Under scenario 2, Investment B has higher expected utility than Investment A:
W(0) | 200 | |||
P | 50 | |||
Investment A | ||||
State | p(s) | X(a,s) | W(s) = W(0)-P(A)+X(a,s) | U(W(s)) |
Low | 0.5 | 50 | 200 | 14.1421 |
High | 0.5 | 150 | 300 | 17.32 |
Expected | 100 | 250 | 15.73 | |
value | ||||
Investment B | ||||
State | p(s) | X(b,s) | W(s) = W(0)-P(B)+X(b,s) | U(W(s)) |
Low | 0.5 | 0 | 150 | 12.2474 |
High | 0.5 | 240 | 390 | 19.75 |
Expected | 120 | 270 | 16.00 | |
value |
Since the utility of not investing investing under scenario 2 is 200^{0.5 }= 14.14, the optimal choice is to invest in Investment B.
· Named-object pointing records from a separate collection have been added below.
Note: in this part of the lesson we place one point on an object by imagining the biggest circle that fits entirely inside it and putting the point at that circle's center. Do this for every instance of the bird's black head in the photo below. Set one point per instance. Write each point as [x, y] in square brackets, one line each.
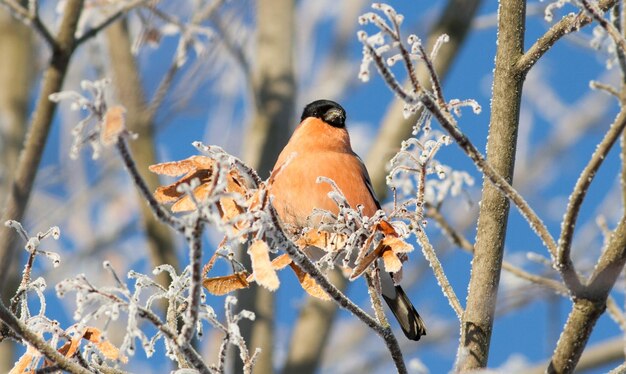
[327, 110]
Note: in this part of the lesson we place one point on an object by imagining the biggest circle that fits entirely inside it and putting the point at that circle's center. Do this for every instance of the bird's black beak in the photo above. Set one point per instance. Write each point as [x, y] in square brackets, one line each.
[335, 117]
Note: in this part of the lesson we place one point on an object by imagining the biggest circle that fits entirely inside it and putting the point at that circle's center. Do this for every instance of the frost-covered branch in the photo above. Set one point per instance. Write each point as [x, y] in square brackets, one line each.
[30, 17]
[568, 24]
[431, 256]
[578, 195]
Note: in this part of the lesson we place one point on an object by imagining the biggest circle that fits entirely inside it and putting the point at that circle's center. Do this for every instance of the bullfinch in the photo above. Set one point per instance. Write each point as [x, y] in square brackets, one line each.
[320, 146]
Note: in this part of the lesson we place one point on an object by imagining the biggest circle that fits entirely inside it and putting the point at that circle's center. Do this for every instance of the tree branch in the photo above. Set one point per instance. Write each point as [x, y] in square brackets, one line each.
[478, 318]
[37, 135]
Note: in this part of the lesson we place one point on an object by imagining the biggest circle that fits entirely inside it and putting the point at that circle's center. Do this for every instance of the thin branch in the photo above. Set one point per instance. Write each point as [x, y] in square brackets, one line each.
[374, 291]
[30, 19]
[613, 32]
[580, 191]
[34, 339]
[195, 257]
[105, 23]
[300, 259]
[160, 212]
[447, 289]
[568, 24]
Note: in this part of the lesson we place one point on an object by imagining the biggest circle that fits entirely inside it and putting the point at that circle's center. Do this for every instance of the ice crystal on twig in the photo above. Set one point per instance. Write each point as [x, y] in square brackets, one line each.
[101, 126]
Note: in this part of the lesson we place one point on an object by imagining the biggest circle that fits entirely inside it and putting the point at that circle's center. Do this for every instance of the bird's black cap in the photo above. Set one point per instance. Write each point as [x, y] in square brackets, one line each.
[327, 110]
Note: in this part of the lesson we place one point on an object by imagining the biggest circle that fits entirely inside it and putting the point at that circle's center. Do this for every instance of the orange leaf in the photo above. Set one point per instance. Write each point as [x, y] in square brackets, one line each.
[186, 204]
[176, 168]
[113, 125]
[391, 261]
[278, 263]
[386, 228]
[169, 193]
[367, 260]
[281, 261]
[309, 284]
[397, 245]
[226, 284]
[230, 209]
[109, 351]
[25, 361]
[68, 349]
[264, 272]
[327, 241]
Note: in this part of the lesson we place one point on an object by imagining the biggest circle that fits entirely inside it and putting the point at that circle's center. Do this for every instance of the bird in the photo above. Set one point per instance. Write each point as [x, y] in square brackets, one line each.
[320, 146]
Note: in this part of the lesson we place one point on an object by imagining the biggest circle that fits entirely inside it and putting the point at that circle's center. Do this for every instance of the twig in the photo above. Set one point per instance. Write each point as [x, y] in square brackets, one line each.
[30, 18]
[34, 339]
[431, 256]
[374, 293]
[568, 24]
[613, 32]
[194, 239]
[161, 213]
[104, 24]
[576, 199]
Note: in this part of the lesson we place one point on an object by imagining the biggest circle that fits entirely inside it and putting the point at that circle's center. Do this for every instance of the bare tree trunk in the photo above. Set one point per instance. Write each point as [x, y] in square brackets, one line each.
[140, 119]
[590, 304]
[478, 318]
[37, 136]
[16, 56]
[274, 97]
[312, 330]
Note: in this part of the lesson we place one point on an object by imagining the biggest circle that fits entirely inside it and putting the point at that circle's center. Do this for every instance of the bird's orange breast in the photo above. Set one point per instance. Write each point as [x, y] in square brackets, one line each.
[317, 149]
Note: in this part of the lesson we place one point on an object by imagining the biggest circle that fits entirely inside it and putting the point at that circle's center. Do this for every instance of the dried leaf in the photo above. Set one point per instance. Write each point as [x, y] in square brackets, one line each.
[397, 245]
[264, 272]
[176, 168]
[226, 284]
[391, 261]
[186, 204]
[281, 261]
[25, 361]
[309, 284]
[386, 228]
[112, 125]
[109, 351]
[327, 241]
[169, 193]
[230, 209]
[367, 260]
[69, 349]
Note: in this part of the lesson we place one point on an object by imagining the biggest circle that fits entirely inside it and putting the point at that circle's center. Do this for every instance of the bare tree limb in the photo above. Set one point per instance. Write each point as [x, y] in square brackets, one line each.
[590, 304]
[568, 24]
[478, 318]
[575, 201]
[34, 339]
[30, 19]
[597, 355]
[274, 95]
[38, 132]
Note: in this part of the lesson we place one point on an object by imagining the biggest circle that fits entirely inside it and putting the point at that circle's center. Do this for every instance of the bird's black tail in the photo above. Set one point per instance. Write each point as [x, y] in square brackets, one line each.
[410, 321]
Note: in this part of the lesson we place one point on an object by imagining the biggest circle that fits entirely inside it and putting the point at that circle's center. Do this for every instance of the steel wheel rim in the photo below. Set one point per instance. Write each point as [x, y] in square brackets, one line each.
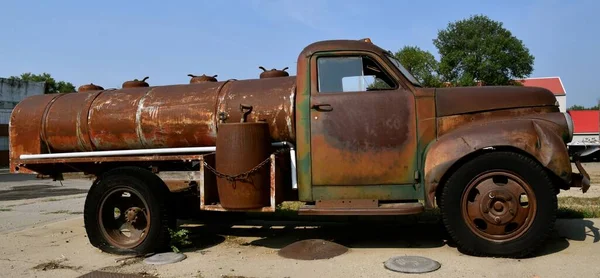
[133, 216]
[494, 208]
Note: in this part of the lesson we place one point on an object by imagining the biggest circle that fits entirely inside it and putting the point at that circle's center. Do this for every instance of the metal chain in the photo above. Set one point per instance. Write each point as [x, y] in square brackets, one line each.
[243, 175]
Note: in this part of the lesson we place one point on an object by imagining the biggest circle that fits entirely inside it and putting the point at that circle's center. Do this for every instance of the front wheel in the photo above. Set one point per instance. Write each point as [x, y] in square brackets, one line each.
[127, 211]
[499, 204]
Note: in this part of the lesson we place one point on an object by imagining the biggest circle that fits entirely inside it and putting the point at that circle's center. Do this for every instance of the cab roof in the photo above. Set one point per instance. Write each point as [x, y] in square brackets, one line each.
[330, 45]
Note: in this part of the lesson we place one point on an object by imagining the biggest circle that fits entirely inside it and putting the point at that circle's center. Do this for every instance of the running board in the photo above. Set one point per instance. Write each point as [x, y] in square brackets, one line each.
[360, 207]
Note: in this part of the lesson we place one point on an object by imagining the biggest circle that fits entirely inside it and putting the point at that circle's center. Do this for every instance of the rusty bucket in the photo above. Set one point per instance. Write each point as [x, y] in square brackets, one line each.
[241, 147]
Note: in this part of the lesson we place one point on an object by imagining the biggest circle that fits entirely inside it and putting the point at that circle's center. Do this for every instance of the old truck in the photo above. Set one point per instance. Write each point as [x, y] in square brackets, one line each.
[352, 133]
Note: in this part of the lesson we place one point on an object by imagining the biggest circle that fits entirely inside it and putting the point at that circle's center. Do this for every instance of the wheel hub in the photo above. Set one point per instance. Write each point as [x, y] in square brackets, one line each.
[129, 227]
[498, 207]
[131, 215]
[492, 206]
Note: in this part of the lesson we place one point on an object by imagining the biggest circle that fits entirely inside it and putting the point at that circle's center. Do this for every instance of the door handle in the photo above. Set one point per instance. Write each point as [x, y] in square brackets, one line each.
[322, 107]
The reason why the otherwise identical wealthier person favors the riskier investment is because her utility has the property of decreasing risk aversion (actually, more technically, decreasing absolute risk aversion). Behaviorally, this implies that as one grows wealthier, she becomes less risk averse, even if her utility function remains the same. What drives this result is that as she grows wealthier, the utility consequence of a given risk declines. Thus the poorer person in this example takes Investment A because it is less risky, whereas the wealthier (otherwise identical) investor takes Investment B because the increment in expected value (of $20) is worth assuming the additional risk associated with Investment B.